Sunday 10 March 2013

Manchester United 2-2 Chelsea | FA Cup sixth round match report

For a long time it had looked as though this could be added to the considerable list of indignities engulfing Rafael Benítez. It is not often the chants of "sacked in the morning" emanate from both sets of supporters and, at 2-0, it was shaping up to be the kind of result to accelerate the process of changing that word he dislikes so much. "Interim" might conceivably have become "former" if Chelsea had finished this match as they started.

What happened instead can be partly attributed to the sapping effects a traumatic defeat to Real Madrid had had on Sir Alex Ferguson's players. They looked weary, mentally as well as physically, and were fading badly by the end. Yet those excuses only stretch so far and this still represents a victory of sorts for Benítez.
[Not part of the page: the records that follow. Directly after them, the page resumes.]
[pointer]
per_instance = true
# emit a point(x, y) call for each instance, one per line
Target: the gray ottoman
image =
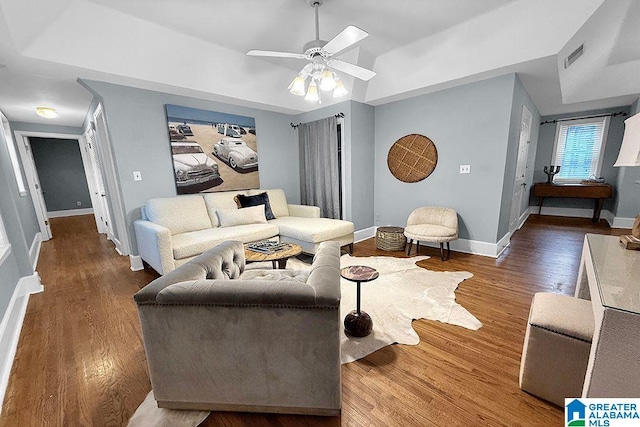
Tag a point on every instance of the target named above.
point(556, 347)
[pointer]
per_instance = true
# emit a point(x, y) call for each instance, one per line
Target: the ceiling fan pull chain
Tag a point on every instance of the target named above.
point(316, 5)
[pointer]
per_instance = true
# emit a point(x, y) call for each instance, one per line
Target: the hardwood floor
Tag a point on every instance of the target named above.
point(80, 359)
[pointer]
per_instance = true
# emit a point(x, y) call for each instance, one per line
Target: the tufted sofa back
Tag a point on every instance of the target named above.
point(223, 262)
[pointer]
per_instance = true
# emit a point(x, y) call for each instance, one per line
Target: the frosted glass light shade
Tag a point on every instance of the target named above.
point(630, 150)
point(340, 90)
point(297, 86)
point(328, 82)
point(312, 93)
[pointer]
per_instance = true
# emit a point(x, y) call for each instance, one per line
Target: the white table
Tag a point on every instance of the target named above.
point(609, 276)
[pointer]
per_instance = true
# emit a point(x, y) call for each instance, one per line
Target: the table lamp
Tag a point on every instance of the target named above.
point(629, 156)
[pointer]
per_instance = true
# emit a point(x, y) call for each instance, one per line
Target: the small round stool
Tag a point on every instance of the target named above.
point(390, 238)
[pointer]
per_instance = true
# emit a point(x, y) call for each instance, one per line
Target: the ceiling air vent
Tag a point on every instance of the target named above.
point(573, 56)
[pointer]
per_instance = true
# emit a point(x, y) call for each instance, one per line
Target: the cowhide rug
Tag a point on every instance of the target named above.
point(403, 292)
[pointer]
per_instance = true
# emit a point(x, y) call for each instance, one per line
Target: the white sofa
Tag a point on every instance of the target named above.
point(174, 230)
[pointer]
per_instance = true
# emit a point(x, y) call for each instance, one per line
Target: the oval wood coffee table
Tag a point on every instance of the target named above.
point(278, 258)
point(358, 323)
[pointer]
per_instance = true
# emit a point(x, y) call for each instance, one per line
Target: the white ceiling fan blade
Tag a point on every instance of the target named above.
point(271, 53)
point(346, 38)
point(354, 70)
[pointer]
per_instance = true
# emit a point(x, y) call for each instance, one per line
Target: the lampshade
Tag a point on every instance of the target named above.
point(312, 92)
point(328, 82)
point(340, 90)
point(46, 112)
point(297, 86)
point(630, 150)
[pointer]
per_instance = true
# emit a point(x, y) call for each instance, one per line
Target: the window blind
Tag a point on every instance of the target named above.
point(579, 148)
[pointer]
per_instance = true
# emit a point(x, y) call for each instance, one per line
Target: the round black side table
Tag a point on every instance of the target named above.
point(358, 323)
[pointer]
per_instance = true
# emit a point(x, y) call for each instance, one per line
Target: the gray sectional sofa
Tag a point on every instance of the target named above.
point(218, 337)
point(174, 230)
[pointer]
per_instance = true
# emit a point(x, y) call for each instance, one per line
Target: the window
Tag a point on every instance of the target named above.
point(579, 148)
point(13, 155)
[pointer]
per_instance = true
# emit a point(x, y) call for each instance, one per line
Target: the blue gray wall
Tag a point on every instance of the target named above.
point(137, 129)
point(18, 263)
point(544, 156)
point(469, 124)
point(628, 188)
point(61, 173)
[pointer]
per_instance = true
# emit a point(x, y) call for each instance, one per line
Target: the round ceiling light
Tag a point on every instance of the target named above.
point(46, 112)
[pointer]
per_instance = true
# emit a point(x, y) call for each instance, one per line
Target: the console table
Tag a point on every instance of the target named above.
point(598, 191)
point(609, 276)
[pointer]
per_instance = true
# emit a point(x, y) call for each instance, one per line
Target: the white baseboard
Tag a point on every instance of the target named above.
point(503, 243)
point(69, 212)
point(523, 218)
point(11, 326)
point(474, 247)
point(364, 234)
point(136, 263)
point(34, 250)
point(619, 222)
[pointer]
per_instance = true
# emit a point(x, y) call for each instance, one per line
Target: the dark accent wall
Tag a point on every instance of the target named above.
point(61, 173)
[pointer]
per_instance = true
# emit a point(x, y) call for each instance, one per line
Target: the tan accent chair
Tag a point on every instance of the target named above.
point(224, 339)
point(556, 347)
point(432, 224)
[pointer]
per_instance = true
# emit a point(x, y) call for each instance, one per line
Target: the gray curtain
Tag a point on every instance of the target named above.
point(319, 168)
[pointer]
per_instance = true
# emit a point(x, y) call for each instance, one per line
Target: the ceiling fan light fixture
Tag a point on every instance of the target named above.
point(297, 86)
point(327, 82)
point(312, 93)
point(46, 112)
point(339, 90)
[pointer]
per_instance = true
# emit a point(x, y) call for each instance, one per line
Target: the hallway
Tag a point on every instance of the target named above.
point(80, 359)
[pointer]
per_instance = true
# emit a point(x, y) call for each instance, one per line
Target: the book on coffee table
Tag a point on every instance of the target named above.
point(267, 246)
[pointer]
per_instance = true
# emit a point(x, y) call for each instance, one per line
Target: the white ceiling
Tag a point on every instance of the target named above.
point(197, 48)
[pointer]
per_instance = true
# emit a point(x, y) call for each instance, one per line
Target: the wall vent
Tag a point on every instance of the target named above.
point(573, 56)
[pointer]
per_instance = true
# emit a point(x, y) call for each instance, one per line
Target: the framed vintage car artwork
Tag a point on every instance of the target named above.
point(212, 151)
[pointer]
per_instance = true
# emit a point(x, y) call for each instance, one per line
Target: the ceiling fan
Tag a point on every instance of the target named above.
point(320, 54)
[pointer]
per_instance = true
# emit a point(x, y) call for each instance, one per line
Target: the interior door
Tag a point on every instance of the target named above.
point(111, 190)
point(519, 186)
point(100, 210)
point(35, 187)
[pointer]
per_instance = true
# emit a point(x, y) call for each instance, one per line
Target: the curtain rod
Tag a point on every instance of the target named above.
point(339, 115)
point(619, 113)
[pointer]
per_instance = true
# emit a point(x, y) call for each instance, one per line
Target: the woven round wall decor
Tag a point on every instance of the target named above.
point(412, 158)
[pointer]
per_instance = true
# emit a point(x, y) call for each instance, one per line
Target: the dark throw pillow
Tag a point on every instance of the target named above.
point(259, 199)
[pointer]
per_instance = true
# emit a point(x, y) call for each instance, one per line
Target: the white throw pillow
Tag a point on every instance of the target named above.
point(243, 216)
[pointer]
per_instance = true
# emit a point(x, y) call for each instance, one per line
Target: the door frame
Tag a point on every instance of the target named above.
point(92, 181)
point(514, 223)
point(31, 173)
point(111, 184)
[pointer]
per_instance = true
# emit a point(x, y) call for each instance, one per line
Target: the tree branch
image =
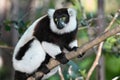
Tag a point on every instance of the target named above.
point(53, 63)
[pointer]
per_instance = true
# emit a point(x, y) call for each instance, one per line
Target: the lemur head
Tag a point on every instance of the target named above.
point(62, 20)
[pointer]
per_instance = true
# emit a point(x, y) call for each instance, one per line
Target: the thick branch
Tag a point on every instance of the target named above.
point(53, 63)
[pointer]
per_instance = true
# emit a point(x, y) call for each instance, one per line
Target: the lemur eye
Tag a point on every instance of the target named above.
point(63, 18)
point(56, 19)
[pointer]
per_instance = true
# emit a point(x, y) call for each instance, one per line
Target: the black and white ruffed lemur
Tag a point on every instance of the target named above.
point(46, 38)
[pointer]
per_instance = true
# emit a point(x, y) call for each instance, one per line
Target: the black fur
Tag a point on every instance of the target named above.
point(23, 49)
point(43, 33)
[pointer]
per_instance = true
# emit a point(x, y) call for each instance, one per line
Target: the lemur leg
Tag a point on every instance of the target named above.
point(55, 52)
point(73, 46)
point(43, 66)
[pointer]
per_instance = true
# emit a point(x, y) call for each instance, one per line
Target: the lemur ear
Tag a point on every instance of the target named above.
point(51, 12)
point(72, 12)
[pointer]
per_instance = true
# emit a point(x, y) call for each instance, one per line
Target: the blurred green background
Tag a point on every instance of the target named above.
point(93, 17)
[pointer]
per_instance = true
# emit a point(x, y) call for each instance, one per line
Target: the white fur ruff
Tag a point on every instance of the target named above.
point(51, 48)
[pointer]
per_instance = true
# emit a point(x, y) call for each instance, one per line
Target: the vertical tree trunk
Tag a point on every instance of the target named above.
point(100, 29)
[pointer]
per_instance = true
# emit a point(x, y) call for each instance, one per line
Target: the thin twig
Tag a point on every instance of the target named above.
point(61, 74)
point(100, 48)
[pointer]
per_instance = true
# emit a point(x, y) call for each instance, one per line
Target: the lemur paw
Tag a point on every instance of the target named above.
point(81, 55)
point(74, 48)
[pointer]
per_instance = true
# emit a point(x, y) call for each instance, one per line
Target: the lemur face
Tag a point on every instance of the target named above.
point(62, 20)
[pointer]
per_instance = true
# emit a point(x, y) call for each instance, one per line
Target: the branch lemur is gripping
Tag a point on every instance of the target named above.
point(46, 38)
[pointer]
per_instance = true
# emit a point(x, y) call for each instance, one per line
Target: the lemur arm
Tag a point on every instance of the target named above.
point(72, 46)
point(55, 52)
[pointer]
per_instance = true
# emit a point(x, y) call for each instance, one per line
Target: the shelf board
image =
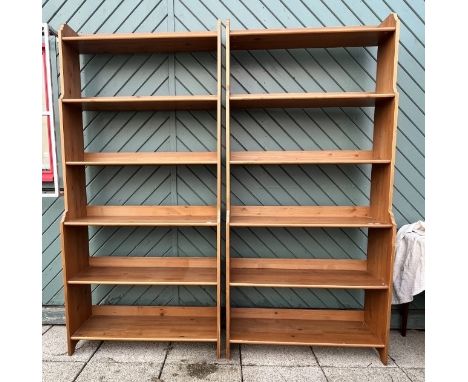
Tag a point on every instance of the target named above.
point(148, 271)
point(304, 216)
point(126, 43)
point(330, 37)
point(305, 157)
point(196, 102)
point(148, 323)
point(145, 158)
point(306, 100)
point(303, 273)
point(301, 327)
point(146, 216)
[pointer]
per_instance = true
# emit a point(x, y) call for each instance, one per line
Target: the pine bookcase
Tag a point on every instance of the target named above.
point(133, 323)
point(368, 327)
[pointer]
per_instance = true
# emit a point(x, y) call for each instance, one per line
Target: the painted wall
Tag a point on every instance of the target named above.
point(350, 69)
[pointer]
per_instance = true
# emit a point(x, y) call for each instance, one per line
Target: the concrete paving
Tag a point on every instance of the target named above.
point(185, 362)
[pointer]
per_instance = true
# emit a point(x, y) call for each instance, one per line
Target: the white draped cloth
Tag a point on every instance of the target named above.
point(408, 268)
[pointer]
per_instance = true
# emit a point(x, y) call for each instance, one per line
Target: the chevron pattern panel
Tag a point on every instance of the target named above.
point(350, 69)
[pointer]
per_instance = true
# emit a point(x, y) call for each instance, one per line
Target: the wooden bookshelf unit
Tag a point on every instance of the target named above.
point(133, 323)
point(368, 327)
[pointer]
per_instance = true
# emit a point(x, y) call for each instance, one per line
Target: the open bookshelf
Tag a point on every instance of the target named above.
point(367, 327)
point(86, 321)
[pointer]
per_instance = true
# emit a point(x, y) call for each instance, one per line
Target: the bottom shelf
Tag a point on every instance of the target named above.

There were cries of "You don't know what you're doing" from Chelsea's supporters when he took off Frank Lampard and Victor Moses early in the second half. He should cherish what followed because these kind of moments have been all too rare in his brief, often tumultuous spell in charge.

It was the notification that this Chelsea team, for all their problems, still have the capacity to trouble accomplished opponents and their badly beleaguered manager does, perhaps, know a thing or two more than the club's mutinous supporters might want to admit. The first goal came from one of his substitutes, Eden Hazard, and was a beauty. The second, from Ramires, followed a wonderful move of classy, incisive counterattacking. Benítez's team have not been renowned for their perseverance and competitive courage under his watch but they would have booked a place at Wembley were it not for an exceptional save from David de Gea, jutting out his right boot to deny Juan Mata in the last minute of normal time. Even then, there were still three separate occasions when Chelsea's adventure and penetration might have won the match and prevented the rigmarole of trying to shoehorn a replay into an already congested fixture schedule.
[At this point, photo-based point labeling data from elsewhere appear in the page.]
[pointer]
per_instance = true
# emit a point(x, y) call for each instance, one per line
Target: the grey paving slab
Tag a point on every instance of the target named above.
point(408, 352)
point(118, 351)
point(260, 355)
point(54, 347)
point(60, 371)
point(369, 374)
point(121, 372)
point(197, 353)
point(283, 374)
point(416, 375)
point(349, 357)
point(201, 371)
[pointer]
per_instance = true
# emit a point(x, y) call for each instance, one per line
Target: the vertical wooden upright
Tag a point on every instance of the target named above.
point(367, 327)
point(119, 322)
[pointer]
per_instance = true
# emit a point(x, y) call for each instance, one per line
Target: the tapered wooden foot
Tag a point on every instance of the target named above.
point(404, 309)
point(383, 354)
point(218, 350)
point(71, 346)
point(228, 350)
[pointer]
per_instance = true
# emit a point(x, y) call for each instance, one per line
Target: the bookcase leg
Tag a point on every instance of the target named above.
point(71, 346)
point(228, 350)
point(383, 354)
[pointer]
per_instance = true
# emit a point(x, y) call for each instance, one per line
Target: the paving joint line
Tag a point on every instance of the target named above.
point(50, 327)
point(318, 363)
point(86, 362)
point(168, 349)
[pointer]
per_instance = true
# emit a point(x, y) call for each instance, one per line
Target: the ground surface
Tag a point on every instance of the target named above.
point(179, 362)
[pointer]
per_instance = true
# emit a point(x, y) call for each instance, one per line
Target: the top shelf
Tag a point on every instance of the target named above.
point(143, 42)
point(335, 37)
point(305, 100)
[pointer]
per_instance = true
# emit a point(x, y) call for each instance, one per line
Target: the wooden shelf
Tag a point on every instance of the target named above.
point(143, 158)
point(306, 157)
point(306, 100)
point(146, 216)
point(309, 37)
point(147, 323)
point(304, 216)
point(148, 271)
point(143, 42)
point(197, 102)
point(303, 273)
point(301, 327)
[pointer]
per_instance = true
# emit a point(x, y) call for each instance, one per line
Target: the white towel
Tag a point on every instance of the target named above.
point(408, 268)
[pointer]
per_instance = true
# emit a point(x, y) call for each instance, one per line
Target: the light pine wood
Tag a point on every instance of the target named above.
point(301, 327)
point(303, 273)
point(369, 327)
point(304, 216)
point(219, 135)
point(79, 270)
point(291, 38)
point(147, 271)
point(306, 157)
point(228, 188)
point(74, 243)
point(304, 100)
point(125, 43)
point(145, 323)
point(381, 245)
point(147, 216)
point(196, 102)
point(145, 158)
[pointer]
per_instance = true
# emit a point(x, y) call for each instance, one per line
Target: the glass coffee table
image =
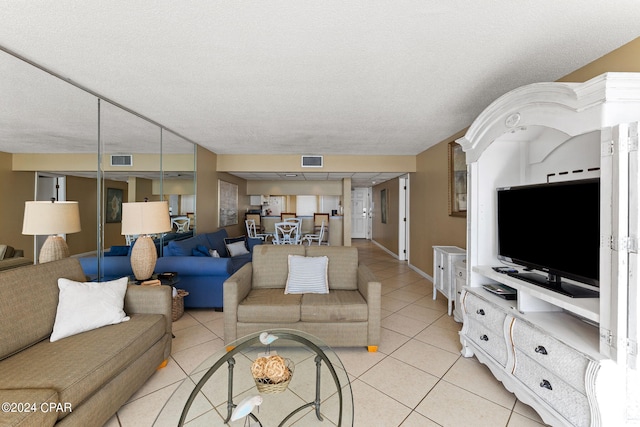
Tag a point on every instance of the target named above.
point(319, 391)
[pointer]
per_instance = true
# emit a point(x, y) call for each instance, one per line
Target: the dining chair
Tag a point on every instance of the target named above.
point(319, 237)
point(252, 230)
point(286, 233)
point(318, 219)
point(181, 224)
point(257, 218)
point(286, 215)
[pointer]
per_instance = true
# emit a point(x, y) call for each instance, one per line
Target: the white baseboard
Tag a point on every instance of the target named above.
point(384, 249)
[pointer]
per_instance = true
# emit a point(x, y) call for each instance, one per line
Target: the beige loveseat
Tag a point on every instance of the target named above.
point(349, 315)
point(81, 380)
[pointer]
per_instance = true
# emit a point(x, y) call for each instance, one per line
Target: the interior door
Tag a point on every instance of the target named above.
point(359, 212)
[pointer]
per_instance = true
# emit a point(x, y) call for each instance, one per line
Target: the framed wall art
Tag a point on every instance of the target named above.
point(457, 181)
point(228, 202)
point(113, 211)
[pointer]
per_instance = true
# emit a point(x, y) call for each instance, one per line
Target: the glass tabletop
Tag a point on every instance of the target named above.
point(223, 386)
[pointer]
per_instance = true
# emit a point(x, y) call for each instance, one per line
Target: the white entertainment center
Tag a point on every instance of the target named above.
point(571, 359)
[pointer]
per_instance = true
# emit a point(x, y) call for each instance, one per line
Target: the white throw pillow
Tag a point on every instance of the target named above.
point(86, 306)
point(237, 248)
point(307, 275)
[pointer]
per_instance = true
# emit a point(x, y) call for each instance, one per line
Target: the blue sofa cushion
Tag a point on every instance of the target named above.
point(200, 250)
point(185, 247)
point(216, 241)
point(118, 251)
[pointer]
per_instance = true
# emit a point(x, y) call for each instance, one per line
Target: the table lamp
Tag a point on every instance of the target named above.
point(143, 219)
point(51, 218)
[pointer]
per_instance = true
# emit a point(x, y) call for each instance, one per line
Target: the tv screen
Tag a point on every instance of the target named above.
point(554, 228)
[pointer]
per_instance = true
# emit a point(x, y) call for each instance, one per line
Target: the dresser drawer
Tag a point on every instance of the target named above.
point(484, 312)
point(488, 340)
point(460, 269)
point(566, 362)
point(569, 402)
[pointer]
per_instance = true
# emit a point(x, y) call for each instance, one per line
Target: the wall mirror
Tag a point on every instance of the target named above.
point(53, 125)
point(73, 145)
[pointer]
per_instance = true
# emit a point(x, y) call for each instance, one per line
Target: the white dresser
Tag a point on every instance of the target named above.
point(444, 258)
point(460, 272)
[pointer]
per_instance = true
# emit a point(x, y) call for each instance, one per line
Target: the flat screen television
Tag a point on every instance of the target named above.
point(553, 228)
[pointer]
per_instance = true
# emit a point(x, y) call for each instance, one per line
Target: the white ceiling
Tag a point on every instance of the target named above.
point(283, 76)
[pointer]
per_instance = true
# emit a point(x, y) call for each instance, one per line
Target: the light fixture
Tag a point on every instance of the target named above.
point(143, 219)
point(51, 218)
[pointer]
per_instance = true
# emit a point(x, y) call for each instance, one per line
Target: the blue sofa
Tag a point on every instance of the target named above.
point(202, 276)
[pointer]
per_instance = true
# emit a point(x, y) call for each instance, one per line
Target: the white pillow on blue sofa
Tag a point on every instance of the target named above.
point(84, 306)
point(307, 275)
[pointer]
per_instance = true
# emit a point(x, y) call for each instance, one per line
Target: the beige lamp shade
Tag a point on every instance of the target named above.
point(46, 218)
point(145, 218)
point(51, 218)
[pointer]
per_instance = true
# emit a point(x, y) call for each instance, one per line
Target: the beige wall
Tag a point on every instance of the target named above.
point(84, 190)
point(299, 188)
point(624, 59)
point(334, 163)
point(386, 234)
point(430, 223)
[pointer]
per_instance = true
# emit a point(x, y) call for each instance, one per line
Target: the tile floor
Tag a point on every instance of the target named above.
point(417, 378)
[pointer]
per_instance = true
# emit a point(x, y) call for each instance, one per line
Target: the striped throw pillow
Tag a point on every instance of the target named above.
point(307, 275)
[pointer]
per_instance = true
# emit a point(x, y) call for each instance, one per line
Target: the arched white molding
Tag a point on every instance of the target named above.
point(571, 108)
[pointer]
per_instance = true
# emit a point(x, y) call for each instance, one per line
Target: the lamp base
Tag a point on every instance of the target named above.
point(143, 258)
point(53, 249)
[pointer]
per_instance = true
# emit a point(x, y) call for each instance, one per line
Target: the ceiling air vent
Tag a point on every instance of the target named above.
point(311, 161)
point(121, 160)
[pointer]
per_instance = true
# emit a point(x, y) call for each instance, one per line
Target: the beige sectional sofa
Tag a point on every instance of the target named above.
point(85, 378)
point(349, 315)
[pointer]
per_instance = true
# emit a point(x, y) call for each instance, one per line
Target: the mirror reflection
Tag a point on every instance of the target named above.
point(46, 125)
point(60, 141)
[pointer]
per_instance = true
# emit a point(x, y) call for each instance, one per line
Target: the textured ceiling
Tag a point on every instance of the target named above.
point(294, 76)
The transformation was remarkable bearing in mind the way they began the match, riddled with errors, looking short of confidence and perhaps suffering their own fatigue. Ferguson was entitled to blame tired legs and minds but Chelsea, lest it be forgotten, did not get back from their Europa League tie against Steaua Bucharest until the early hours of Friday.

They had looked like obliging opponents at first for a United side trying to shake the Madrid defeat out of their system. The home side's goals both arrived inside the first 11 minutes, first from Javier Hernández and then Wayne Rooney, and Chelsea's defending was so erratic in the first half the damage could have been even more substantial.
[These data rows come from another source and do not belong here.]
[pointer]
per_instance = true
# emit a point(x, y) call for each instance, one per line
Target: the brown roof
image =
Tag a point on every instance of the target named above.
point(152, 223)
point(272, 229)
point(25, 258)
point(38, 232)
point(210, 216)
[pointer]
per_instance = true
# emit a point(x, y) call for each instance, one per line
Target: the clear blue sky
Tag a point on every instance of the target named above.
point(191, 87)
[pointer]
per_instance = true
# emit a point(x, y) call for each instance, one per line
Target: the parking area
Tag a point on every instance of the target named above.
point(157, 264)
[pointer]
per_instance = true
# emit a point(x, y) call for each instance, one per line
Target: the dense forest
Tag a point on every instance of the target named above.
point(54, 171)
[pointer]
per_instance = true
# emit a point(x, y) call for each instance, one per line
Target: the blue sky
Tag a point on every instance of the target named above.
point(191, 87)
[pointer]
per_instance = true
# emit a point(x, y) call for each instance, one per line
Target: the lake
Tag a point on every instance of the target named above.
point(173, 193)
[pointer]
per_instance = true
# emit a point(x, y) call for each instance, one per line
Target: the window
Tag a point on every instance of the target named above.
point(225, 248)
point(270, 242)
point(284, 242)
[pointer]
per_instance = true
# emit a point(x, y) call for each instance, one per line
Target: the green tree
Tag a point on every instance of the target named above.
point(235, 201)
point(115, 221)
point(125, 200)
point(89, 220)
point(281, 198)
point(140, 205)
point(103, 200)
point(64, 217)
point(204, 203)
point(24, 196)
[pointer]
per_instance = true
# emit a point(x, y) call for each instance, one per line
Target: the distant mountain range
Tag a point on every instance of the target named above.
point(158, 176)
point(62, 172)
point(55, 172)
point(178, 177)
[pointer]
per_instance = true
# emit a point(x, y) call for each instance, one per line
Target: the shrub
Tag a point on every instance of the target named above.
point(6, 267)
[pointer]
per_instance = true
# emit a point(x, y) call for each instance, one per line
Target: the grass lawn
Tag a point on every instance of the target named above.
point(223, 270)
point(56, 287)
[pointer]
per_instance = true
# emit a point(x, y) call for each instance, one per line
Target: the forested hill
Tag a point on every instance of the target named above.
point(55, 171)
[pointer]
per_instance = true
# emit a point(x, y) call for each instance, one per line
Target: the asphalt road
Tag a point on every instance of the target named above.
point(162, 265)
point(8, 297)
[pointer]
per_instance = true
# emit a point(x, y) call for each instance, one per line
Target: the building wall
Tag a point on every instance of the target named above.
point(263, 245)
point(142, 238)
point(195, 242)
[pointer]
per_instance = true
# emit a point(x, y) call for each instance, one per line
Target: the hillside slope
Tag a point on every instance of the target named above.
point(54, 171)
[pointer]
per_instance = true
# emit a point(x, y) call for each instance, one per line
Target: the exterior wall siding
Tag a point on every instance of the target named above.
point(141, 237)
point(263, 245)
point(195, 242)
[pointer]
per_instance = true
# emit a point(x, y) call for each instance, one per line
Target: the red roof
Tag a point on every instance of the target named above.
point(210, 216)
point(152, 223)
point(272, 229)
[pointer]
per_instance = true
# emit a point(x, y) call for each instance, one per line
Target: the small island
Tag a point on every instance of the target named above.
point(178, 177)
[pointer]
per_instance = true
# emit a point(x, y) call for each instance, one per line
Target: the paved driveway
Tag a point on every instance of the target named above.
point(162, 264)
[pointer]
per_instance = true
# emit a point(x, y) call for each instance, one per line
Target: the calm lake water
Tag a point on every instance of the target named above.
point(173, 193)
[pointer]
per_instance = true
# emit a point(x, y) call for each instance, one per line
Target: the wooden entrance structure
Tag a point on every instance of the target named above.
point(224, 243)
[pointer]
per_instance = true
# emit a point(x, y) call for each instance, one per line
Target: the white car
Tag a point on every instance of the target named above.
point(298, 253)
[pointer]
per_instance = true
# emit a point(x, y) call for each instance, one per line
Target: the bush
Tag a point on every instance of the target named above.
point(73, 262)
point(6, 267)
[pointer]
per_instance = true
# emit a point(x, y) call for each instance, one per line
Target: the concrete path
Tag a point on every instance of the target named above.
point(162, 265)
It began five minutes in when Hernández peeled away from Gary Cahill and applied just the precise amount of elevation to Michael Carrick's perfectly weighted ball. Carrick's vision and technique, from fully 40 yards, made long-ball football look beautiful but the goal was a wretched moment for Petr Cech, charging off his line and stranded in no man's land as Hernández's twisting, improvised header looped over him.

Rooney, restored to the starting lineup, doubled the lead when a free-kick intended as a cross eluded everyone before bouncing sharply off the turf to deceive Cech and, at that stage, Chelsea were little short of a mess at the back. David Luiz and Demba Ba had both jumped to head the ball and missed. Before half-time Cech had prevented David Luiz scoring an own goal, straight after denying Rooney a second.

As for Chelsea's best opportunity, Moses's effort was so wild it connected with the corner flag. These were moments when Benítez must have felt very lonely as Old Trafford rejoiced in the difficulties for a former Liverpool manager and Chelsea's supporters turned their hostility on him.

He deserves credit because Hazard's introduction played a considerable part in the turnaround. Mata gradually emerged as the outstanding player on the pitch. Cahill had been just as vulnerable as David Luiz in the first half. Yet Chelsea's defenders shook their heads clear after the break and, suddenly, it was the players in red making unforced errors.

By the end, even a player as refined as Carrick was misplacing passes. Rafael da Silva had regressed to the impetuous, raw full-back who can endanger his own team. Patrice Evra was not a great deal better on the opposite side. Ferguson concluded that both his full-backs were "knackered". Fortunately for United, Rio Ferdinand played as though determined to impress the watching Roy Hodgson. His clash with Fernando Torres, a late substitute, aggrieved Chelsea and probably smacked of his own frustrations.

Hazard's goal came seven minutes after replacing Moses, running through the left-hand channel, showing the ball to Da Silva and then curling a right-foot effort into the opposite corner.

After that, Chelsea often pinned back their hosts with the speed and ambition at which they counterattacked. Their equaliser was classy in its creation, with Ba and Oscar both involved as they swept upfield, culminating in a left-foot shot from Ramires that beat De Gea despite the Spaniard getting his fingertips to the ball. Ferguson brought Robin van Persie off the bench and moved Rooney to the left but the tactical change had little effect. Nani had left with a hamstring injury and his replacement, Antonio Valencia, is having an undistinguished season. United, as Ferguson admitted afterwards, were lucky not to be out.